The BMW 5 Series feels built to last both inside and out and it the overall feeling is that it's a top-quality product.
In our 2014 Driver Power customer satisfaction survey, the 5 series finished an impressive fourth out of 150 cars, while BMW finished 10th out of 32 manufacturers.
Furthermore, the 5 Series' safety credentials make it one of the safest executive cars on the market. BMW fits six airbags and stability control as standard. Unsurprisingly, the 5 Series comfortably achieved a maximum five-star score in Euro NCAP crash tests.
BMW offers further safety options, which include adaptive cruise control for around £1,500, a heads-up display for around £1,000 and a lane departure warning system for around £500.
A night-vision package is also available, with headlamps that can automatically identify pedestrians and highlight them with a separate beam of light. This feature, however, comes at a premium of almost £1,800.
The BMW 5 Series is a big car, so it's no surprise that it features a supremely roomy interior.
Rear occupants in the BMW 5 Series will get plenty of head and legroom.

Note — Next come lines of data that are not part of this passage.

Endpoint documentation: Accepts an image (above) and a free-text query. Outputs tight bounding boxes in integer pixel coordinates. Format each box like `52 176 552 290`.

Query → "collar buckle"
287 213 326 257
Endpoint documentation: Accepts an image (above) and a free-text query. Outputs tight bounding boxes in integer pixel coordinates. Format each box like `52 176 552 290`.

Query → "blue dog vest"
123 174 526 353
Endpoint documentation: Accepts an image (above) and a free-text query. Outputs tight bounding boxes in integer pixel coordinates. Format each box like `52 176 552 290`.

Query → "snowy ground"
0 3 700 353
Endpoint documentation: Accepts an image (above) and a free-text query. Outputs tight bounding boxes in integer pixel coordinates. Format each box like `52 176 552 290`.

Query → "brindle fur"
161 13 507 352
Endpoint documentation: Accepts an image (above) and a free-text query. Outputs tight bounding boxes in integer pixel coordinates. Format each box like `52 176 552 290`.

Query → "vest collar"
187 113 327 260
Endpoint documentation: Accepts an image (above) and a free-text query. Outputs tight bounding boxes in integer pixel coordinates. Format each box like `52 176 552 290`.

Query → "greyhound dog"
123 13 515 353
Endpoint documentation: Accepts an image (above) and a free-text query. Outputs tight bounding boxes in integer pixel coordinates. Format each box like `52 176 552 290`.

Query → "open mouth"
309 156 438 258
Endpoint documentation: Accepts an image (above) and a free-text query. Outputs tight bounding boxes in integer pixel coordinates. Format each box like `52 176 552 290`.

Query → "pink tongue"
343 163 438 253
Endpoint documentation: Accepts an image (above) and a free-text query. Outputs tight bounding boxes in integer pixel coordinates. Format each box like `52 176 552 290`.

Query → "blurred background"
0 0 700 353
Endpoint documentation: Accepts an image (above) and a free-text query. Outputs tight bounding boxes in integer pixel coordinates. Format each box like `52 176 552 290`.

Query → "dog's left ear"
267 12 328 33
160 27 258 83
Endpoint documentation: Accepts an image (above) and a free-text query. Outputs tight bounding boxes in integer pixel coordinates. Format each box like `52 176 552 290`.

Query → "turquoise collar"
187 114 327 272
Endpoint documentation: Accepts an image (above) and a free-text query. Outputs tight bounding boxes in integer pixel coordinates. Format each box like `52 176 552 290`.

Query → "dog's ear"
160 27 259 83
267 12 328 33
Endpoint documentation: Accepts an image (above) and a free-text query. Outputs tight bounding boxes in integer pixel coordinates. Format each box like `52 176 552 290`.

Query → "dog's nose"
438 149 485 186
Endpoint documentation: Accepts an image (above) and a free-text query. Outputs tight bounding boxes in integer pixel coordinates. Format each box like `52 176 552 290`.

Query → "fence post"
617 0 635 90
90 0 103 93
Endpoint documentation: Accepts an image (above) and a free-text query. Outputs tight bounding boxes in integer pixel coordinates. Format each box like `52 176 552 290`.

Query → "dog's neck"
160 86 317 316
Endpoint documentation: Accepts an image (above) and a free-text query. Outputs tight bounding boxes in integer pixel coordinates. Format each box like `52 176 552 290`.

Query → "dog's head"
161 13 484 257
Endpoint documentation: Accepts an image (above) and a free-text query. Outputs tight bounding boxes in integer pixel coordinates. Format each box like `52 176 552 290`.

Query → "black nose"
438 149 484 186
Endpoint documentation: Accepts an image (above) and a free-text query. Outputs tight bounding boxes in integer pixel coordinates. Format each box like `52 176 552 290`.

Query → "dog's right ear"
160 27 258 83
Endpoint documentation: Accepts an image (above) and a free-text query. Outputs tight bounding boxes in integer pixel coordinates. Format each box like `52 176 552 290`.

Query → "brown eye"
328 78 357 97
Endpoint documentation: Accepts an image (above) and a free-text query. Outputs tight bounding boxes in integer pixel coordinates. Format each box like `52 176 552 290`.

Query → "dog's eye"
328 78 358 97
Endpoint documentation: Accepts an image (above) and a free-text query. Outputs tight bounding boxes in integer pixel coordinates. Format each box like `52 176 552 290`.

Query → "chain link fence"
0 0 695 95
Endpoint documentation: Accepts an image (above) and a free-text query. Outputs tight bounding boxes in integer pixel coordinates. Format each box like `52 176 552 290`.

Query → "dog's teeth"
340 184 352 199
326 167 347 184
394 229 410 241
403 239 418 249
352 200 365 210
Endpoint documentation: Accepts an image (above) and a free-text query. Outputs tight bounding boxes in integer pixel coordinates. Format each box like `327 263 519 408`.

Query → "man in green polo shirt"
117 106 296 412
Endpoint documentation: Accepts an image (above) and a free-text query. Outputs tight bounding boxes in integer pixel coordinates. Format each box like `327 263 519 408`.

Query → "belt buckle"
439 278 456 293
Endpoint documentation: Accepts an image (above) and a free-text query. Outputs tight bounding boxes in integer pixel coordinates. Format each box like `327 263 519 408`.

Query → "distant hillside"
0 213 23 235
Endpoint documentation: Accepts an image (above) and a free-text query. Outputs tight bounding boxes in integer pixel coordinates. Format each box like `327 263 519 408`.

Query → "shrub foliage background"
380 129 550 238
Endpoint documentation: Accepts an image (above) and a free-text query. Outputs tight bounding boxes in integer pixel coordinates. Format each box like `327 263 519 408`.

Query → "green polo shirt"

It's worth noting, however, that the middle occupant may find their comfort compromised by the 5 Series' bulky transmission tunnel.
BMW has made intelligent use of the 5 Series' spacious interior, and dotted around the cabin is plenty of storage space - this includes large door bins, a decent-sized cubby hole hidden beneath the armrest that's located between the front seats.
Despite these solutions, the 520-litre boot in the BMW 5 Series cannot match the 540-litres of boot space on offer in the Mercedes E-Class and Jaguar XF. A rear-bench seat also comes at a premium of around £400, which seems a little excessive.
Therefore, if it's extra practicality you're after, then the excellent 5 Series Touring estate would be a better bet as it offers a greater range of storage options and 560-litres of boot space.
The 5 Series GT fastback is also very practical, and features 500-litres of boot space, as well as a sliding rear bench seat.
All of the engines in the BMW 5 Series range are impressive, but overall, the diesels outshine the petrol units thanks to their excellent blend of performance and efficiency.
Our pick of the engine range is the 2.0-litre 520d, which is brisk and returns 62.8mpg with CO2 emissions of just 114g/km. Fitted to the 148bhp 518d model, the 2.0-litre maintains the same mpg.
The petrol powered 550i and M5 provide blistering performance, but return a combined economy of 32.8mpg and 28.5mpg respectively. The blistering 591bhp M5 '30 Jahre' manages 28.5mpg and 231g/km of CO2.
In terms of petrol engines, the 181bhp 2.0-litre petrol engine with the eight-speed automatic gearbox is the most economical thanks to a fuel economy of 47.1mpg 139g/km of CO2.
The 2.0-litre engine also powers the 528i, which sees fuel economy decrease to 46.3mpg (with 142g/km of CO2) on the SE model.
BMW also offers financial incentives to its buyers, which include a top-value service pack that provides five years/50,000 miles of maintenance. There's also the strong predicted residuals of 47 per cent.